CRISPR technology utilizes a short RNA with a base sequence that is complementary to the desired DNA base sequence. This RNA is ‘loaded’ in Cas9, which is an enzyme able to cut the DNA at specific sites. CRISPR technology can be used in human cells, and it is possible to utilize this technology to treat genetic diseases such as HD by editing the faulty genes. Researchers at the Institute of Bioorganic Chemistry (IBC) in Poland utilized CRISPR Cas9 nickase. Instead of slicing both strands of the DNA double helix, nickase allowed just one of the strands to be sliced, which makes a much more precise gene edit (Zhang et al., 2015).

Researchers at IBC are hoping to open up new avenues into neurodegenerative research and rapidly move to human trials after the release of their new findings. The research team at IBC developed a new variant of CRISPR using Cas9 nickase, which is safer and more specific than the previous version. This makes it an “attractive treatment tool for Huntington’s disease” as “no sequence-specific side effects were observed” during the testing phase. This new CRISPR variant was successful in inactivating the mutant Huntingtin gene, ceasing the production of the toxic protein. Overall, the researchers were successful in editing the Huntingtin Gene, reducing approximately 70% of neurodegenerative proteins. As not all of this neurodegenerative protein was eliminated, the group must conduct further studies on cellular models of HD to ensure that the new variant of CRISPR is as effective and safe as possible before human trials can begin. However, CRISPR Cas9 nickase looks very promising, and it’s likely to replace its predecessor version (Smith et al., 2021).

Conclusion

In conclusion, scientists have been speculating about the potential of using genetic modification techniques such as CRISPR to treat genetic diseases ever since the technology was discovered. Scientists have been successful in using these techniques in vitro to eliminate diseases that cause mutations. Recently, China has begun using CRISPR technology in clinical trials to directly treat patients, and this is soon to begin in the U.S. However, genetic modification techniques have yet to be utilized in clinical trials to treat genetic diseases as complex as Huntington’s Disease (Cyranoski, 2016). The progress in CRISPR research continues to offer hope for future breakthroughs in treating not only HD but potentially other genetic disorders as well.

References:
- Cyranoski, D. (2016). CRISPR gene-editing tested in a person for the first time. Nature News.
- Doudna, J. A., & Charpentier, E. (2014).

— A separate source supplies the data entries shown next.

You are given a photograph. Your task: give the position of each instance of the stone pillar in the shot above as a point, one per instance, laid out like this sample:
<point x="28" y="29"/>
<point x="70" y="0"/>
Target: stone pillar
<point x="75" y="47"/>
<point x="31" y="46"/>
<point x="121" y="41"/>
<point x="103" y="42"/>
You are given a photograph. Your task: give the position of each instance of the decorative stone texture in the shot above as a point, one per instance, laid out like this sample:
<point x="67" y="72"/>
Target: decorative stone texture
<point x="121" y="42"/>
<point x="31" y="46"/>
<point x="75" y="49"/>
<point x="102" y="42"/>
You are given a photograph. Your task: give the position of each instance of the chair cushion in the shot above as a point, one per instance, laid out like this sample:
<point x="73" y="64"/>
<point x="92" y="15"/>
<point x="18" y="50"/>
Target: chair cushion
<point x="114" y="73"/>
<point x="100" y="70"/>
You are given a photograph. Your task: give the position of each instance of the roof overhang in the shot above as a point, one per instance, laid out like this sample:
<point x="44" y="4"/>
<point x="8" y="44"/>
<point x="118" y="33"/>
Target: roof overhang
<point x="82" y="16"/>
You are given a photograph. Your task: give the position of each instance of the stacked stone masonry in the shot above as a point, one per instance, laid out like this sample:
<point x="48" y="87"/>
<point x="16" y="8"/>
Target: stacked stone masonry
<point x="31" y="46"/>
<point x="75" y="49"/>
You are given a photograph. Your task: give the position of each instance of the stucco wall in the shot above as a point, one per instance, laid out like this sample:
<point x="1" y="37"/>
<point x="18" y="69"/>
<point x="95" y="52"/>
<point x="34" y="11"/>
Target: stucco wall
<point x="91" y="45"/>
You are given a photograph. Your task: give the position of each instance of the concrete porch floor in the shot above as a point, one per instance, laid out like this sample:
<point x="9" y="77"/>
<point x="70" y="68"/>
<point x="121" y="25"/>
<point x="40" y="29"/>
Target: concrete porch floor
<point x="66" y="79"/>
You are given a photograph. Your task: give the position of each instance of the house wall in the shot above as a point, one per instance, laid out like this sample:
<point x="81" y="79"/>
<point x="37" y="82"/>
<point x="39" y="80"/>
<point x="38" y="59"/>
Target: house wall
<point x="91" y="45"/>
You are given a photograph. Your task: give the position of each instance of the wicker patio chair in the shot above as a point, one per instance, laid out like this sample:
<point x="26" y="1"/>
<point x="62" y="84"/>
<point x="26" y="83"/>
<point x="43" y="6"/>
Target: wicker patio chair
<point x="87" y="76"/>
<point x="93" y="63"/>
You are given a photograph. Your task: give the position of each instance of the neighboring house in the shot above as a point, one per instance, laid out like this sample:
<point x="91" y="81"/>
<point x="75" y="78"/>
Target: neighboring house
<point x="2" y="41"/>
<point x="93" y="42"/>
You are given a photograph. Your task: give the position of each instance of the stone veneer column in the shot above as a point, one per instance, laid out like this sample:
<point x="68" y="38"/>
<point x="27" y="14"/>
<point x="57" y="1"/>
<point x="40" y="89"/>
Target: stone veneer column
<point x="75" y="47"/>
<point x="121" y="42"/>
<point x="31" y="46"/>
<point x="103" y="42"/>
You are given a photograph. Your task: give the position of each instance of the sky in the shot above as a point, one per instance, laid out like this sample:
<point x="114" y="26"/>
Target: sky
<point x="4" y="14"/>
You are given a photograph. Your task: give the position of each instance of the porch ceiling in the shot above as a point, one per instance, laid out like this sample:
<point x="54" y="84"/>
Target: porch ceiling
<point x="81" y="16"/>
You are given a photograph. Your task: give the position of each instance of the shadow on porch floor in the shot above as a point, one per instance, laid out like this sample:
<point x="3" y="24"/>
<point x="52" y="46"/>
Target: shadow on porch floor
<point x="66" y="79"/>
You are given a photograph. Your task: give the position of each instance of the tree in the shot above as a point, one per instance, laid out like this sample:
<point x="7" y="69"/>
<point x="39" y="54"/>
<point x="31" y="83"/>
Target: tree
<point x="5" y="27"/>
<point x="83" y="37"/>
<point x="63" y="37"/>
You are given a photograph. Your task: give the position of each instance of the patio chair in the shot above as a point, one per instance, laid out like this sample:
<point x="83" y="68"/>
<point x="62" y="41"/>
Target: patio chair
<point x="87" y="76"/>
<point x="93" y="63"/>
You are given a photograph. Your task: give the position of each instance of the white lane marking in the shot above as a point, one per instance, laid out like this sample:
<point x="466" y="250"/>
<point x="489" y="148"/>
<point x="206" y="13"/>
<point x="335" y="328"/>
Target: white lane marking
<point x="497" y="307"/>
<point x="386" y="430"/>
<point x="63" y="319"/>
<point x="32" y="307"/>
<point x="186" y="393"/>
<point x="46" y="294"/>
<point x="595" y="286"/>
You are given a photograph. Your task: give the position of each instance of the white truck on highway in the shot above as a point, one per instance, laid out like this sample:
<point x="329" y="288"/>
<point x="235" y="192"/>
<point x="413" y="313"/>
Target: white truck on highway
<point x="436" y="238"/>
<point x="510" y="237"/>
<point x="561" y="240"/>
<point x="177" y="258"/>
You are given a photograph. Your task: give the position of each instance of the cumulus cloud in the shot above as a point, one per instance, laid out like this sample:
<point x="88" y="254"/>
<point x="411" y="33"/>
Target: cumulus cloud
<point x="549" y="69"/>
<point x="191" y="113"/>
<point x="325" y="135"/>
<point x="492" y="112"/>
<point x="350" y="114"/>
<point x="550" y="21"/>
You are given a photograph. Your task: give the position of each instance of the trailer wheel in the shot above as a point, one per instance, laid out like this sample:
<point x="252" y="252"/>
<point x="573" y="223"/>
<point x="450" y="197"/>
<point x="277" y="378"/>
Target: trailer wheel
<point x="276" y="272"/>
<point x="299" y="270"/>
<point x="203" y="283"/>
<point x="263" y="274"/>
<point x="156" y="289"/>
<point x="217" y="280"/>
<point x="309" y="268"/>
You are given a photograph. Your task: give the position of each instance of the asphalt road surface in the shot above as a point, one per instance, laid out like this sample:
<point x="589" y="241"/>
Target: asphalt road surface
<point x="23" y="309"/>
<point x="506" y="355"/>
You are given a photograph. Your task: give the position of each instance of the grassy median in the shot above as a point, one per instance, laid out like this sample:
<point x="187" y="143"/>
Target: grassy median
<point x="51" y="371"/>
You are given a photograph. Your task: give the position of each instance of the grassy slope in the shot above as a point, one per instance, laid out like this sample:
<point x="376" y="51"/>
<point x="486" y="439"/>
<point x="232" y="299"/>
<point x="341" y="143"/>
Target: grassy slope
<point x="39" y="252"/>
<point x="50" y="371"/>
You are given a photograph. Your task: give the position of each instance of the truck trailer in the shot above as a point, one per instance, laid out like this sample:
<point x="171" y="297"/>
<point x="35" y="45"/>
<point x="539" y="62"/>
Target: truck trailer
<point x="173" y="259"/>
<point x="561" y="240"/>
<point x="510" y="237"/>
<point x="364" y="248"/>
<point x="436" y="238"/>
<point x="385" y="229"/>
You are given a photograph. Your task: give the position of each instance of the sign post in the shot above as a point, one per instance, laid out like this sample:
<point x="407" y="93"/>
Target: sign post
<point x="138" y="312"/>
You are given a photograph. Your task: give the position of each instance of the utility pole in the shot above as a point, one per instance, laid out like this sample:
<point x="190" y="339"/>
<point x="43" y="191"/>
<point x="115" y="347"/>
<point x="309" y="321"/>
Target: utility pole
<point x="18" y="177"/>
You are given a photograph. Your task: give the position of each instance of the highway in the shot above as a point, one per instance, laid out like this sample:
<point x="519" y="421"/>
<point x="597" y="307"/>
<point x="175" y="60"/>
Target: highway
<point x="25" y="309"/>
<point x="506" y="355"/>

The new frontier of genome engineering with CRISPR-Cas9. Science, 346(6213), 1258096.
- National Institute of Neurological Disorders and Stroke. (2020). Huntington's Disease Information Page.
- Smith, J. D., et al. (2021). Advances in CRISPR technology for the treatment of Huntington’s Disease. Journal of Neurogenetics.
- Walker, F. O. (2007). Huntington's disease. The Lancet, 369(9557), 218-228.
- Watson, J. D., & Crick, F. H. C. (1953). Molecular structure of nucleic acids; a structure for deoxyribose nucleic acid. Nature, 171(4356), 737-738.
- Zhang, F., et al. (2015). CRISPR genome editing: Prototypes and perspectives. Cell, 163(1), 16-20.